Il ministro: «Prendete i barconi e andate via»

6 Gennaio 2019

Così dal palco rivolto ai suoi oppositori. «Per i giovani servirebbero regole e servizio militare»

L’AQUILA. «I dieci milioni mancanti per il bilancio del Comune dell’Aquila? Rimedieremo».
Non è andato oltre questa generica promessa il ministro Salvini, rispondendo alle domande dei giornalisti che gli chiedevano conto del mancato stanziamento, nella legge di Bilancio, dei fondi (10 milioni, appunto) promessi dal governo al Comune a compensazione delle maggiori spese e delle minori entrate dovute al terremoto.
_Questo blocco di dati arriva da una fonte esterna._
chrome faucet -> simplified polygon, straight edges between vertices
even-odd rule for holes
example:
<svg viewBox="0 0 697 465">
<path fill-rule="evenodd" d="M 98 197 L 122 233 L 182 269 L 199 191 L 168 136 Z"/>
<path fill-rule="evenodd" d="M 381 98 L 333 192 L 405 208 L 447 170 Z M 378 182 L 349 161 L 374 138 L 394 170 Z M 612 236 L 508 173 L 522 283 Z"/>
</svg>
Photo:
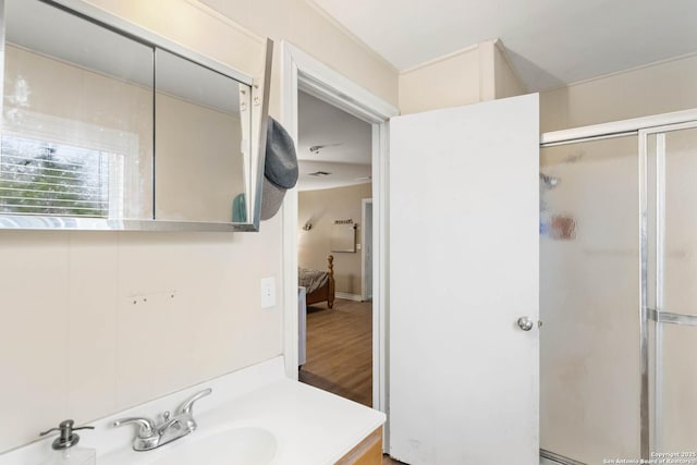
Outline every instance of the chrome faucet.
<svg viewBox="0 0 697 465">
<path fill-rule="evenodd" d="M 133 440 L 133 450 L 151 451 L 189 432 L 194 432 L 197 427 L 194 420 L 194 403 L 211 392 L 212 390 L 208 388 L 192 395 L 176 408 L 174 416 L 171 416 L 169 412 L 164 412 L 161 415 L 162 421 L 159 425 L 150 418 L 130 417 L 114 421 L 113 426 L 136 425 L 138 430 Z"/>
</svg>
Una dimenticanza pubblicamente stigmatizzata da Pierluigi Biondi nonché dallo stesso deputato aquilano della Lega Luigi D’Eramo. Salvini, però, non ha saputo fornire una tempistica certa sull’approvazione della misura normativa che dovrà tappare il buco. Un impegno più preciso, invece, è stato assunto dal vicepremier per quanto riguarda la ricostruzione della caserma dei vigili del fuoco, ancora ferma a dieci anni dal terremoto. «Abbiamo soldi, mezzi e progetti. Ci stiamo lavorando. Sono in grado di dare tempi certi, che prevedono un anno e mezzo di lavori. Presto tornerò di nuovo all’Aquila per una nuova visita che sarà proprio lì alla caserma». Dove non si è visto.
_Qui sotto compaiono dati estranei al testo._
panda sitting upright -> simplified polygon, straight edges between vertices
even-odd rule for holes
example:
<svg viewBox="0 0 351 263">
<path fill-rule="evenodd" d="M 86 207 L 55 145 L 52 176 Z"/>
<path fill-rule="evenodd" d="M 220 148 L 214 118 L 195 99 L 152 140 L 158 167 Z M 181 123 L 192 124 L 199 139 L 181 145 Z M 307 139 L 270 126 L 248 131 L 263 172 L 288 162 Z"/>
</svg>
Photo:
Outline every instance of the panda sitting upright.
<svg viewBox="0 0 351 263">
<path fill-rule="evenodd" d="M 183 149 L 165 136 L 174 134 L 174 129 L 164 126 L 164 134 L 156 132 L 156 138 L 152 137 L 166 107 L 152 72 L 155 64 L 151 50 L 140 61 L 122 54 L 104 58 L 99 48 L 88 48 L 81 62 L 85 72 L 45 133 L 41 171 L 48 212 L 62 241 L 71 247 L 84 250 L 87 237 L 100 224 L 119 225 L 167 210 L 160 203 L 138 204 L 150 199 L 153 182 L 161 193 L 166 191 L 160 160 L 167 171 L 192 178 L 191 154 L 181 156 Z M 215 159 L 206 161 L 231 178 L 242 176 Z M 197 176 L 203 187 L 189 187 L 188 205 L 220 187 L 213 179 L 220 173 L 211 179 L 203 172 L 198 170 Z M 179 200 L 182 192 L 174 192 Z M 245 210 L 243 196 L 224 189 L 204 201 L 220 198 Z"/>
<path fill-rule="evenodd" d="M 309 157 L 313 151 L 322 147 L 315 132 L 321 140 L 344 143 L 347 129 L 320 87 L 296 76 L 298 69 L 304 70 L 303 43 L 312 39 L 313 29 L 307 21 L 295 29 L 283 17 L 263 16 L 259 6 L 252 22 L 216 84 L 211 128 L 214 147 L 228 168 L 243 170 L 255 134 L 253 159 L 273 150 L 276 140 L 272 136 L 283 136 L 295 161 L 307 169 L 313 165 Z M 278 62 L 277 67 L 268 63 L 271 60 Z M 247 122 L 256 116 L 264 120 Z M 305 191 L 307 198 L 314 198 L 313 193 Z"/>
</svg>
Sia a piazza Duomo, tra un selfie e l’altro, che alla Villa, dove ha tenuto il suo comizio finale presentando i candidati della Lega della provincia dell’Aquila alle Regionali del 10 febbraio, Salvini non ha parlato molto, in verità, di ricostruzione né di Abruzzo. Il leader del Carroccio è stato abbastanza freddo anche con il senatore Marco Marsilio, candidato presidente del centrodestra, mai nominato né acclamato nel suo discorso. «Perché non abbiamo candidato un uomo della Lega? Siamo umili, non ci interessano queste cose. Ci interessa che vincano i programmi e le idee della Lega. Il 10 febbraio l’Abruzzo ha un’occasione storica», ha tagliato corto. Di fronte a una nutrita, ma non strabordante folla, Salvini ha poi sciorinato il meglio del suo repertorio contro gli immigrati («Abbiamo già dato, ora ci occupiamo degli italiani», ha affermato riferendosi alla vicenda della Sea Watch e della Sea Eye) e contro i manifestanti: «Se nel 2019 ci devono essere delle persone che gridano “siamo tutti clandestini” allora prendete i barconi e andate dove volete. Tornate nei centri sociali a farvi. “Salvini sciacallo?” C…. vi manca la fantasia, svegliatevi», ha detto mandando baci e gesti ai contestatori e consigliando, per i giovani, «regole e servizio militare». (ro.ci.)